0%
Still working...

If Anyone Builds it, Everyone Dies review – how AI could kill us all | Books


What if I told you I could stop you worrying about climate change, and all you had to do was read one book? Great, you’d say, until I mentioned that the reason you’d stop worrying was because the book says our species only has a few years before it’s wiped out by superintelligent AI anyway.

We don’t know what form this extinction will take exactly – perhaps an energy-hungry AI will let the millions of fusion power stations it has built run hot, boiling the oceans. Maybe it will want to reconfigure the atoms in our bodies into something more useful. There are many possibilities, almost all of them bad, say Eliezer Yudkowsky and Nate Soares in If Anyone Builds It, Everyone Dies, and who knows which will come true. But just as you can predict that an ice cube dropped into hot water will melt without knowing where any of its individual molecules will end up, you can be sure an AI that’s smarter than a human being will kill us all, somehow.

This level of confidence is typical of Yudkowsky, in particular. He has been warning about the existential risks posed by technology for years on the website he helped to create, LessWrong.com, and via the Machine Intelligence Research Institute he founded (Soares is the current president). Despite not graduating high school or university, Yudkowsky is highly influential in the field, and a celebrity in the world of very bright young men arguing with each other online (as well as the author of a 600,000-word work of fanfic called Harry Potter and the Methods of Rationality). Colourful, annoying, polarising. “People become clinically depressed reading your crap,” lamented leading researcher Yann LeCun during one online spat. But, as chief scientist at Meta, who is he to talk?

And while Yudkowsky and Soares may be unconventional, their warnings are similar to those of Geoffrey Hinton, the Nobel-winning “godfather of AI”, and Yoshua Bengio, the world’s most-cited computer scientist, both of whom signed up to the statement that “mitigating the risk of extinction from AI should be a global priority alongside other societal-scale risks such as pandemics and nuclear war”.

As a clarion call, If Anyone Builds It, Everyone Dies is well timed.
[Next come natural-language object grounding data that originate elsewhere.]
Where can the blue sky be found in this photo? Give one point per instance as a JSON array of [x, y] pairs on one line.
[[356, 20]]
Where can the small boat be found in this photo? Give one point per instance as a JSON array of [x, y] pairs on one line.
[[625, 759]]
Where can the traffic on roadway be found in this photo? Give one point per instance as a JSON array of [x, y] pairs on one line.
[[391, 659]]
Superintelligent AI doesn’t exist yet, but in the wake of the ChatGPT revolution, investment in the datacentres that would power it is now counted in the hundreds of billions. This amounts to “the biggest and fastest rollout of a general purpose technology in history,” according to the FT’s John Thornhill. Meta alone will spend as much as $72bn (£54bn) on AI infrastructure this year, and the achievement of superintelligence is now Mark Zuckerberg’s explicit goal.
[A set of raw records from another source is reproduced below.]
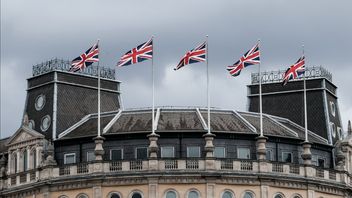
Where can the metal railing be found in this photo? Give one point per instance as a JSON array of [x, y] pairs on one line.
[[171, 164], [246, 165], [194, 164], [115, 166]]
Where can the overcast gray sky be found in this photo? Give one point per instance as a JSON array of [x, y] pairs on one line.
[[35, 31]]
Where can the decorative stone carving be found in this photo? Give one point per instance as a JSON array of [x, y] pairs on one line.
[[153, 145], [99, 150], [307, 155], [261, 147], [50, 161]]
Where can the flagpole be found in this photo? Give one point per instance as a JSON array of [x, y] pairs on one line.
[[208, 92], [305, 100], [260, 98], [99, 133], [153, 129]]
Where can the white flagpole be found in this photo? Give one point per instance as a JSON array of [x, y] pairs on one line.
[[305, 100], [153, 129], [260, 98], [99, 133], [208, 92]]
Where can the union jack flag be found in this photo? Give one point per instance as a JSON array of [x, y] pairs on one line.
[[194, 56], [141, 53], [294, 70], [86, 59], [251, 57]]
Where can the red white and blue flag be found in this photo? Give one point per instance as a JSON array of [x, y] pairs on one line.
[[251, 57], [86, 59], [294, 70], [141, 53], [193, 56]]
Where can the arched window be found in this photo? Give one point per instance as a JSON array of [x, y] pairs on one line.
[[14, 162], [279, 195], [114, 195], [248, 195], [24, 160], [193, 194], [82, 195], [170, 194], [227, 194], [136, 195], [33, 159]]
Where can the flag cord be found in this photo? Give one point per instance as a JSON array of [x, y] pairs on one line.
[[208, 92], [99, 133], [305, 102], [153, 128], [260, 99]]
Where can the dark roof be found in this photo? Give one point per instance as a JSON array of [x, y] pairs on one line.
[[300, 131], [170, 120], [89, 127], [269, 125], [3, 143], [226, 121], [188, 120], [132, 121]]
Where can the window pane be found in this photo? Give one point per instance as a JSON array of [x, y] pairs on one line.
[[25, 160], [321, 163], [142, 153], [268, 155], [167, 151], [287, 157], [243, 153], [90, 156], [219, 152], [248, 195], [170, 194], [114, 195], [70, 158], [193, 194], [193, 151], [116, 154], [227, 194], [136, 195]]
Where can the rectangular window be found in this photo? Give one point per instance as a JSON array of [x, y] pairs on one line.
[[116, 154], [243, 153], [219, 152], [321, 163], [167, 152], [70, 158], [287, 157], [269, 156], [90, 156], [142, 153], [193, 151]]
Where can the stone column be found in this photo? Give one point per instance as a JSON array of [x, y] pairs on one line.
[[99, 150], [153, 151], [307, 155], [209, 151]]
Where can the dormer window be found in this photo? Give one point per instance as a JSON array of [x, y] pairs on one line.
[[39, 102]]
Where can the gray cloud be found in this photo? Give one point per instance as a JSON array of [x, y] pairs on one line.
[[35, 31]]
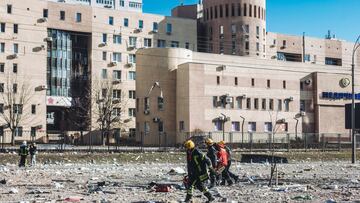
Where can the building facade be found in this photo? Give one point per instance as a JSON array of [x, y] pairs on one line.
[[199, 90], [66, 49]]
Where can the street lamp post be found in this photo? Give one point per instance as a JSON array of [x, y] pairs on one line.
[[353, 154]]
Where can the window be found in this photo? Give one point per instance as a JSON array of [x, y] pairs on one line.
[[117, 39], [141, 24], [16, 28], [117, 94], [18, 108], [132, 41], [45, 13], [181, 125], [175, 44], [116, 112], [302, 105], [78, 17], [15, 88], [132, 112], [9, 8], [15, 68], [268, 127], [256, 103], [239, 102], [2, 67], [126, 22], [161, 43], [235, 126], [279, 105], [132, 58], [103, 73], [132, 94], [18, 131], [2, 47], [287, 106], [2, 27], [62, 15], [132, 75], [104, 38], [160, 103], [33, 109], [16, 48], [117, 57], [147, 42], [111, 20], [215, 101], [168, 28], [117, 75], [271, 104], [155, 26], [252, 126], [263, 104], [248, 103], [33, 132], [218, 125]]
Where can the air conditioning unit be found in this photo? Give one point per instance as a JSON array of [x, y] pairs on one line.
[[307, 82], [48, 39], [117, 81], [113, 63]]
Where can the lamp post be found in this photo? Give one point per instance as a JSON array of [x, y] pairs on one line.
[[353, 154]]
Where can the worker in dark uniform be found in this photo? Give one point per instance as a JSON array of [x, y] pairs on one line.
[[197, 164], [23, 152], [211, 153], [227, 168]]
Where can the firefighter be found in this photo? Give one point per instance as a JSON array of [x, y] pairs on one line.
[[228, 151], [23, 152], [211, 153], [222, 163], [197, 164]]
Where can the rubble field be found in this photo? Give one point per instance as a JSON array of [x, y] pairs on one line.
[[157, 177]]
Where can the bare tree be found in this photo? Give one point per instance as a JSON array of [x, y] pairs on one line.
[[15, 98], [108, 107]]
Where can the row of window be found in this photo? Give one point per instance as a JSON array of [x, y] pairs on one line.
[[15, 28], [15, 48], [17, 108], [236, 82], [233, 10], [2, 67], [251, 127], [251, 103]]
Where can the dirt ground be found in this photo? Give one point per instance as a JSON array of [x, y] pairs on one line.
[[129, 177]]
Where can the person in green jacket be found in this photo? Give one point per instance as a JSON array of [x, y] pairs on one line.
[[197, 165]]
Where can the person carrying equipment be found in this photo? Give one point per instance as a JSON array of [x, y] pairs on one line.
[[197, 165]]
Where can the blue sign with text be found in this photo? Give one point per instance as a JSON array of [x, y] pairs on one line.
[[339, 95]]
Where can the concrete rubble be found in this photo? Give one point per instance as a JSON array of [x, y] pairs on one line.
[[148, 182]]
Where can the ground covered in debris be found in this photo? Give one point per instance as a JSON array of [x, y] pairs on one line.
[[145, 177]]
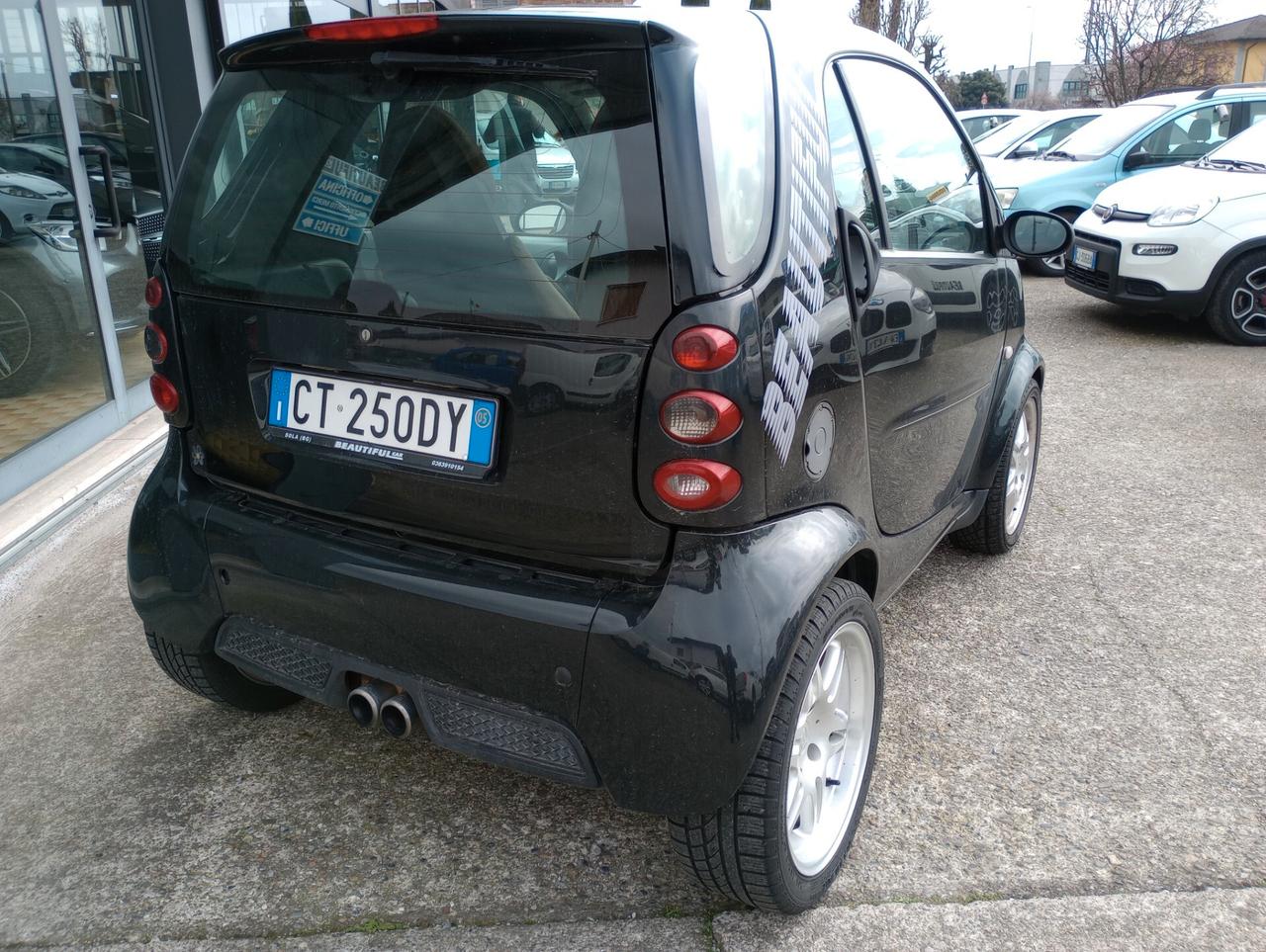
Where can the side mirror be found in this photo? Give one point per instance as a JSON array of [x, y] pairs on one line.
[[547, 219], [1036, 234]]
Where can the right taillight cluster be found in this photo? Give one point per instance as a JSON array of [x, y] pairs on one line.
[[700, 418]]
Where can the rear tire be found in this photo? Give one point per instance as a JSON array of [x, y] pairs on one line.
[[1000, 523], [211, 676], [1237, 309], [30, 344], [746, 848]]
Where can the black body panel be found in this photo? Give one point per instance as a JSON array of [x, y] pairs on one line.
[[561, 490]]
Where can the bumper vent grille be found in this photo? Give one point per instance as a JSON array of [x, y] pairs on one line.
[[532, 740], [275, 654]]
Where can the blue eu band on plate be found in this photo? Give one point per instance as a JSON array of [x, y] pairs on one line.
[[389, 423]]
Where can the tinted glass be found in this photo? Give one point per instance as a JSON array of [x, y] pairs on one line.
[[1111, 130], [926, 174], [735, 103], [358, 190], [849, 168]]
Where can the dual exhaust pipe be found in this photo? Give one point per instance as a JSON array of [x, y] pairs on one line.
[[376, 703]]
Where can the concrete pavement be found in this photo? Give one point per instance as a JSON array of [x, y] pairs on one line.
[[1081, 722]]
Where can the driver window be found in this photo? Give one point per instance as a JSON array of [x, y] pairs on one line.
[[927, 176], [1188, 136]]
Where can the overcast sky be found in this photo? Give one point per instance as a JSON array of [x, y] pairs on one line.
[[997, 33]]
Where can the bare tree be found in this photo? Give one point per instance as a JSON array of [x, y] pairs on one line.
[[867, 14], [1134, 47], [932, 52], [900, 21], [76, 36]]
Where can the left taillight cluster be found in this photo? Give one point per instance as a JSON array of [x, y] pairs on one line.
[[163, 390], [699, 416]]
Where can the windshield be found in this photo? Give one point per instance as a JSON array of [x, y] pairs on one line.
[[1248, 145], [1109, 130], [518, 199]]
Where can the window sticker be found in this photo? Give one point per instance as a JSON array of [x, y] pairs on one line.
[[340, 203]]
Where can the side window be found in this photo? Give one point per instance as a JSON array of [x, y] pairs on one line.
[[847, 165], [1187, 136], [1056, 133], [926, 171]]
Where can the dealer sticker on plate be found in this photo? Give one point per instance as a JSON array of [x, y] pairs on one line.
[[388, 423]]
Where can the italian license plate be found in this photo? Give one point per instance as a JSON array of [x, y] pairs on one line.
[[884, 341], [388, 423]]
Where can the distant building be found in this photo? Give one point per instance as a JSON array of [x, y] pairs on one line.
[[1051, 85], [1242, 47]]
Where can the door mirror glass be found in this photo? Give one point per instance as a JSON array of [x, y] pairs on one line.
[[1036, 234], [550, 217]]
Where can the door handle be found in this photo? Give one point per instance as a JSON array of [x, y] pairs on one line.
[[859, 255], [112, 195]]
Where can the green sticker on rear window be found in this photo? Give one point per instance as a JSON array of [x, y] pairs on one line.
[[340, 203]]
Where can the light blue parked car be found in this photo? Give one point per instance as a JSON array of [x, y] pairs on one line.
[[1157, 130]]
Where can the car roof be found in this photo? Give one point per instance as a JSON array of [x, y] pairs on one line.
[[794, 26]]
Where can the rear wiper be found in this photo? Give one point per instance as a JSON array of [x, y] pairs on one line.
[[1238, 163], [404, 59]]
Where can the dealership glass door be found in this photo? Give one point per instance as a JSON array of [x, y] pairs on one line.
[[81, 216]]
Not great news, if you believe Yudkowsky and Soares. But why should we? Despite the complexity of its subject, If Anyone Builds It, Everyone Dies is as clear as its conclusions are hard to swallow. Where the discussions become more technical, mainly in passages dealing with AI model training and architecture, it’s still straightforward enough for readers to grasp the basic facts.
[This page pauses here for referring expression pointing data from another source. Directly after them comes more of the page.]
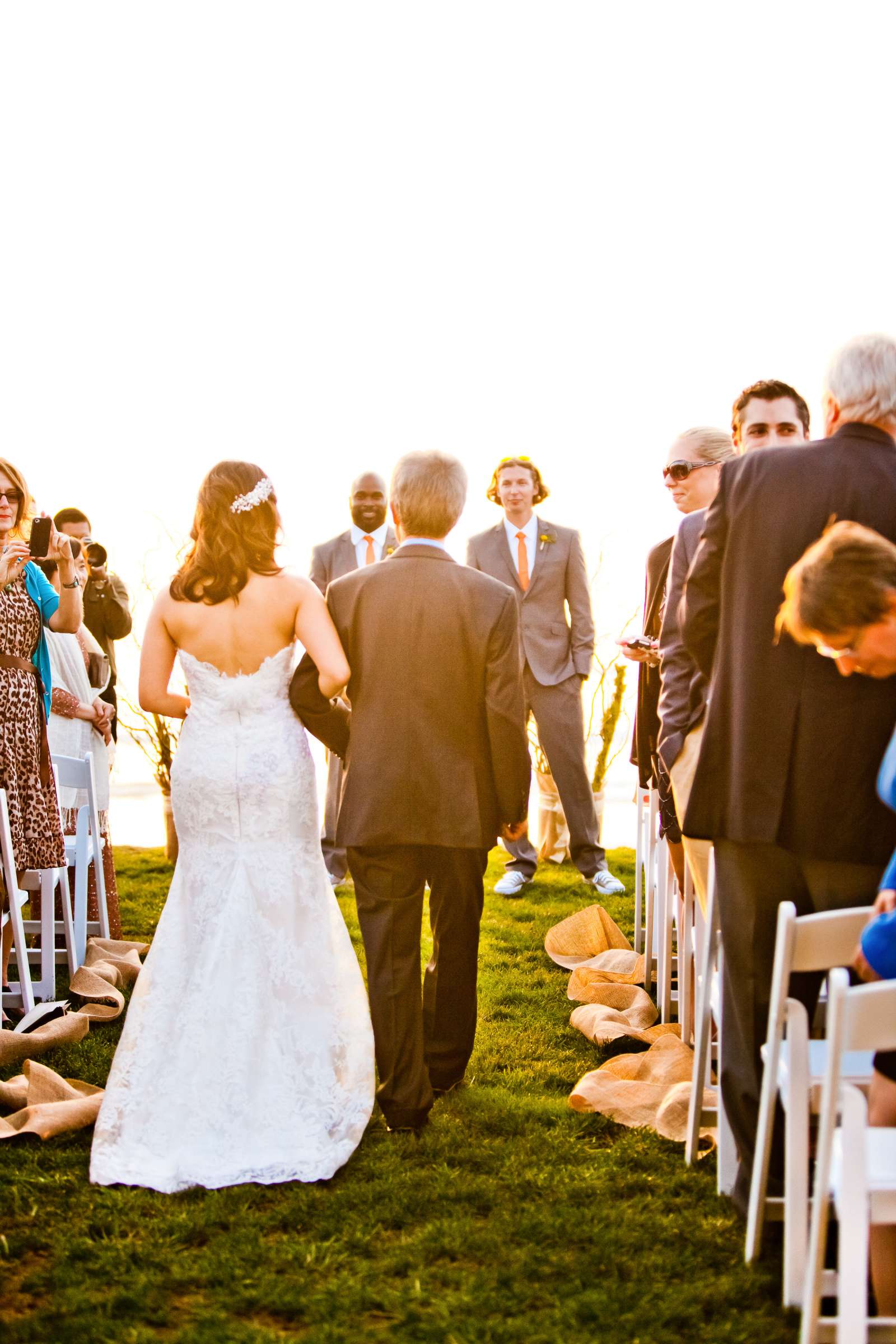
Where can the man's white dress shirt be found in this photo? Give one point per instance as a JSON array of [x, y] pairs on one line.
[[423, 541], [530, 531], [361, 545]]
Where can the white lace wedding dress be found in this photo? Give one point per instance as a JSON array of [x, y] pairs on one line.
[[248, 1052]]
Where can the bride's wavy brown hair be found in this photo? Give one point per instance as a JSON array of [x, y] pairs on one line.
[[227, 548]]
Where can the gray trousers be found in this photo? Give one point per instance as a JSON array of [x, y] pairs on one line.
[[558, 713], [753, 879], [335, 858], [421, 1042]]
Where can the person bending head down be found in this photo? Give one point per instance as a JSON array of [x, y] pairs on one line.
[[841, 597]]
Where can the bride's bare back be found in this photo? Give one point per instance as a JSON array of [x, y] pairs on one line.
[[238, 636]]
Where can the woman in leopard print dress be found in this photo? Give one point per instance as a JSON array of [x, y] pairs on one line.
[[27, 605]]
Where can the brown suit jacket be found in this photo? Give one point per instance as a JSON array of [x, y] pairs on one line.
[[792, 749], [335, 558], [554, 647], [435, 745]]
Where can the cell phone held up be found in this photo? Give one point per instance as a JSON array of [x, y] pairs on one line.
[[39, 542]]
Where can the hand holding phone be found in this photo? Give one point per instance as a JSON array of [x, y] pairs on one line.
[[39, 543]]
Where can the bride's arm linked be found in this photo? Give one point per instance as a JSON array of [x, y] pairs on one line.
[[314, 687], [156, 663], [316, 632]]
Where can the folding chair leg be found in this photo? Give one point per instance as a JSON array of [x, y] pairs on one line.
[[68, 921], [703, 1037], [22, 953]]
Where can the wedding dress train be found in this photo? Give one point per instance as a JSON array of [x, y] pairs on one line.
[[248, 1052]]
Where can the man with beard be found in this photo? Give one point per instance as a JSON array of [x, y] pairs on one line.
[[366, 542]]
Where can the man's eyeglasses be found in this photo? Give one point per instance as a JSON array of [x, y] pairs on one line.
[[680, 471]]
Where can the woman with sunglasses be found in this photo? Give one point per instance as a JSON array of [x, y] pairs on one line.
[[691, 476], [27, 605]]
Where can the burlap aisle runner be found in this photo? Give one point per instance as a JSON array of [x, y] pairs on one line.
[[41, 1101], [48, 1104], [648, 1089]]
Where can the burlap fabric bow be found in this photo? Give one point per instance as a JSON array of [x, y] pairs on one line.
[[42, 1101]]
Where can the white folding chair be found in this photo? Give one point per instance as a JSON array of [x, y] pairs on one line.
[[85, 848], [708, 1010], [793, 1070], [651, 869], [21, 988], [855, 1167], [640, 866], [49, 882]]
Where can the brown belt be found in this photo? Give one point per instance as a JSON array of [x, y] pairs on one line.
[[7, 660]]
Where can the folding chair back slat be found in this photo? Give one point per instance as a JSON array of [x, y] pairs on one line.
[[871, 1018], [828, 940]]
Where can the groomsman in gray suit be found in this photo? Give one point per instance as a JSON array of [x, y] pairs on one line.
[[366, 542], [544, 566]]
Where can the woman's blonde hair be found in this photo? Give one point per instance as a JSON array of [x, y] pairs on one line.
[[22, 526], [708, 444]]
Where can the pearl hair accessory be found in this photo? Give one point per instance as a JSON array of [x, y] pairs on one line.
[[244, 503]]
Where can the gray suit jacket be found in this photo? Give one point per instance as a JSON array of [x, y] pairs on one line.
[[554, 647], [435, 744], [331, 559], [684, 689]]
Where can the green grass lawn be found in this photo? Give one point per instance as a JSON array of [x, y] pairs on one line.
[[512, 1217]]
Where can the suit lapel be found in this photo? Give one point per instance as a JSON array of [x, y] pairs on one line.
[[348, 557], [539, 556], [503, 553]]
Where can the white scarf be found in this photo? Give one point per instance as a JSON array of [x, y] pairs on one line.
[[76, 737]]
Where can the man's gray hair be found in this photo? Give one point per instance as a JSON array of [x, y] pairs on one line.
[[861, 378], [708, 444], [429, 492]]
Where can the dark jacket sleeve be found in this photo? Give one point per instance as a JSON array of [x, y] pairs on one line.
[[328, 721], [506, 714], [319, 570], [700, 603], [109, 608], [676, 666], [580, 603]]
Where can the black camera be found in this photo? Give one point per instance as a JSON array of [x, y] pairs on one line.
[[97, 554]]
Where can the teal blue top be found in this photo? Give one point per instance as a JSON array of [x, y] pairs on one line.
[[46, 599]]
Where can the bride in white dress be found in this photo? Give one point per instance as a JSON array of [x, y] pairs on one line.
[[248, 1052]]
Among these is that we don’t really understand how generative AI works. In the past, computer programs were hand coded – every aspect of them was designed by a human. In contrast, the latest models aren’t “crafted”, they’re “grown”. We don’t understand, for example, how ChatGPT’s ability to reason emerged from it being shown vast amounts of human-generated text. Something fundamentally mysterious happened during its incubation. This places a vital part of AI’s functioning beyond our control and means that, even if we can nudge it towards certain goals such as “be nice to people”, we can’t determine how it will get there.

That’s a problem, because it means that AI will inevitably generate its own quirky preferences and ways of doing things, and these alien predilections are unlikely to be aligned with ours. (This is, it’s worth noting, entirely separate from the question of whether AIs might be “sentient” or “conscious”. Being set goals, and taking actions in the service of them, is enough to bring about potentially dangerous behaviour.) In any case, Yudkowsky and Soares point out that tech companies are already trying hard to build AIs that do things on their own initiative, because businesses will pay more for tools that they don’t have to supervise. If an “agentic” AI like this were to gain the ability to improve itself, it would rapidly surpass human capabilities in practically every area. Assuming that such a superintelligent AI valued its own survival – why shouldn’t it? – it would inevitably try to prevent humans from developing rival AIs or shutting it down. The only sure-fire way of doing that is shutting us down.

What methods would it use? Yudkowsky and Soares argue that these could involve technology we can’t yet imagine, and which may strike us as very peculiar. They liken us to Aztecs sighting Spanish ships off the coast of Mexico, for whom the idea of “sticks they can point at you to make you die” – AKA guns – would have been hard to conceive of.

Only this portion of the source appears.